Già nel brano successivo si impone un'altra presenza molto forte e caratteristica di tutto l'album, La voce caldissima della cantante Heloisa Lourenço, detta "Luma", che anche se meno "illustre" di alcune delle altre collaborazioni presenti sul disco, non può certo passare inosservata.

Se nei primi dei pezzi che la vedono protagonista ("Boneka" e "Rio Funk", sempre firmati da Andriolo) si fa notare per la sua vivacità ed energia, è comunque capace di risultare anche intensa e malinconica (come ci si aspetterebbe da un'artista brasiliana, del resto) nella successiva ballad "A Noite".

Per rendere omaggio alla musica e al paese che ormai da anni fa parte integrante della propria vita, il nostro Andriolo infila poi una serie di cover (a partire da "A noite", appunto) di artisti brasiliani.
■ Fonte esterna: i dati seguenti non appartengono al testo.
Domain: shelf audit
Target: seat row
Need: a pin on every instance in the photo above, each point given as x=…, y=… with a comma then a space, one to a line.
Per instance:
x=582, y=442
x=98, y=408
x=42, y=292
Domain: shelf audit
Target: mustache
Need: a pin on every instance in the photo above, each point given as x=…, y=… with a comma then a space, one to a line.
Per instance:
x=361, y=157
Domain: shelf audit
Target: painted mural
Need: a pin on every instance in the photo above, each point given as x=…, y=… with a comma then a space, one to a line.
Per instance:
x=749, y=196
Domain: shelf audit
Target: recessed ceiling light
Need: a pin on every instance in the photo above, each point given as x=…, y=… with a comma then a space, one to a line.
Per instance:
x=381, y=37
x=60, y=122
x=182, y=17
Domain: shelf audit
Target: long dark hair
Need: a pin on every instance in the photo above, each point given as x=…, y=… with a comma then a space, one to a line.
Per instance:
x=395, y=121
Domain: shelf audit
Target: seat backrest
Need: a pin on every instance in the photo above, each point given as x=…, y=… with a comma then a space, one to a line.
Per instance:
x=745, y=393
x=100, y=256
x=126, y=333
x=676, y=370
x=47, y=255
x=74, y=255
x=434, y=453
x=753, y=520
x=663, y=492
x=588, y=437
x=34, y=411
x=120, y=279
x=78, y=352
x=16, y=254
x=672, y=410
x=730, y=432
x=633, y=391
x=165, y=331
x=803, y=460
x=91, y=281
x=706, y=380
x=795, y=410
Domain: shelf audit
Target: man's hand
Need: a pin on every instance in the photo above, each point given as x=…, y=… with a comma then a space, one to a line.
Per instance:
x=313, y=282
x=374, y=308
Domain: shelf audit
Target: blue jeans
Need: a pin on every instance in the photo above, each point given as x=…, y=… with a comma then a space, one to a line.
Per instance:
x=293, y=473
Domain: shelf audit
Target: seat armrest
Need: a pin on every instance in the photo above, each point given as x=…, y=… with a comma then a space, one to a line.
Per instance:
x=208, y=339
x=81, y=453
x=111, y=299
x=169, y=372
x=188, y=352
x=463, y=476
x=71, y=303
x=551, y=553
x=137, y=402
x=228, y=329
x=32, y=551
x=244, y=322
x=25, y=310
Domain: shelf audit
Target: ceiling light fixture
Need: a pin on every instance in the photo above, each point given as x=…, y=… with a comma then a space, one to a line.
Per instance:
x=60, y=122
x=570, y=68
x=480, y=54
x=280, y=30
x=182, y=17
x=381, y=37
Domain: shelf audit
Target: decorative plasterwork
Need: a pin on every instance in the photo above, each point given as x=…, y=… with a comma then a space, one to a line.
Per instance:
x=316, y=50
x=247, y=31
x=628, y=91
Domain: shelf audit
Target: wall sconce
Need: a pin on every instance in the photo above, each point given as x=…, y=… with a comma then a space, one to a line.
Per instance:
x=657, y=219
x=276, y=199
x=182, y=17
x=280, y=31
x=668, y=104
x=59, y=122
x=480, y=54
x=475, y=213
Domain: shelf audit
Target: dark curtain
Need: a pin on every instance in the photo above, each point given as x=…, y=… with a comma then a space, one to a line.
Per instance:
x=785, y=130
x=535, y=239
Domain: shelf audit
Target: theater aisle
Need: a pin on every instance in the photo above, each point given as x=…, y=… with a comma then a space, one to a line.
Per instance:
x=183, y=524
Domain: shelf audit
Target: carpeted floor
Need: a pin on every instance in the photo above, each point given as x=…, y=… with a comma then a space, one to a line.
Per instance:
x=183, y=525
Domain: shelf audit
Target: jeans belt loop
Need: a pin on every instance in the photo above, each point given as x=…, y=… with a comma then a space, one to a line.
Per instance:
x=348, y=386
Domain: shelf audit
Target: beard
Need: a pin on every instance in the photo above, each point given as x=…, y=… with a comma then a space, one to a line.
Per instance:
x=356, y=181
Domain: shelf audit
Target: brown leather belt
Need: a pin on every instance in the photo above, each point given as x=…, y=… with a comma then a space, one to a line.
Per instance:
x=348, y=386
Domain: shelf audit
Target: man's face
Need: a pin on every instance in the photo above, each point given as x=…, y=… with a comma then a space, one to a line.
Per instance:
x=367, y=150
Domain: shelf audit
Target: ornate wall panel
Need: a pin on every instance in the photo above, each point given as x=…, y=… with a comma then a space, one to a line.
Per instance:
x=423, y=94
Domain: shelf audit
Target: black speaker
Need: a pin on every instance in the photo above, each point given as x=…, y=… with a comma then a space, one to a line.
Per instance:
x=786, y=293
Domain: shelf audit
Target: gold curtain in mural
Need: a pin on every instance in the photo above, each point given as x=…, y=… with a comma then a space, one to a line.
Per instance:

Come ha avuto occasione di puntualizzare nella chiacchierata fatta insieme a me, non sono stati scelti brani particolarmente "ovvi" o conosciuti e l'effetto (probabilmente voluto proprio da Paolo) è che si evita di ritrovarsi con un disco troppo prevedibile e uguale a sé stesso, con una compilation trita e ritrita dei "soliti" pezzi di musica brasiliana, basti pensare a "Milagreiro" di Djavan, che ha un sapore addirittura gitano, dato dall'accordeon che accompagna il tema.

La presenza sul disco di numerosissimi ospiti, anche di elevatissima caratura (come già detto, Arthur Maia, gli Azymuth, Marcelo Martins) non arriva ad essere eccessiva ed in qualche modo a coprire la voce strumentale di Paolo, sempre molto incisiva sia negli accompagnamenti che nei soli, non esclusivamente sul basso elettrico ma anzi anche sul contrabbasso, come nella composizione originale "Arcoverde".

 Nonostante una produzione eseguita a spizzichi e bocconi fra l'Italia e il Brasile, portata avanti -come lo stesso Paolo ha puntualizzato- cogliendo ogni occasione buona per trovare contatti, provare e registrare, e che forse ha reso un po' più difficile una uniformità sonora dell'intero album, Rio Funk è un disco che merita di venire esaurito prima possibile e di conseguenza di strappare un nuovo contratto di stampa e distribuzione. La cosa più probabile è che  ciò accada in Brasile, ma non sarebbe male se per una volta un'etichetta italiana si dimostrasse lungimirante e si facesse avanti.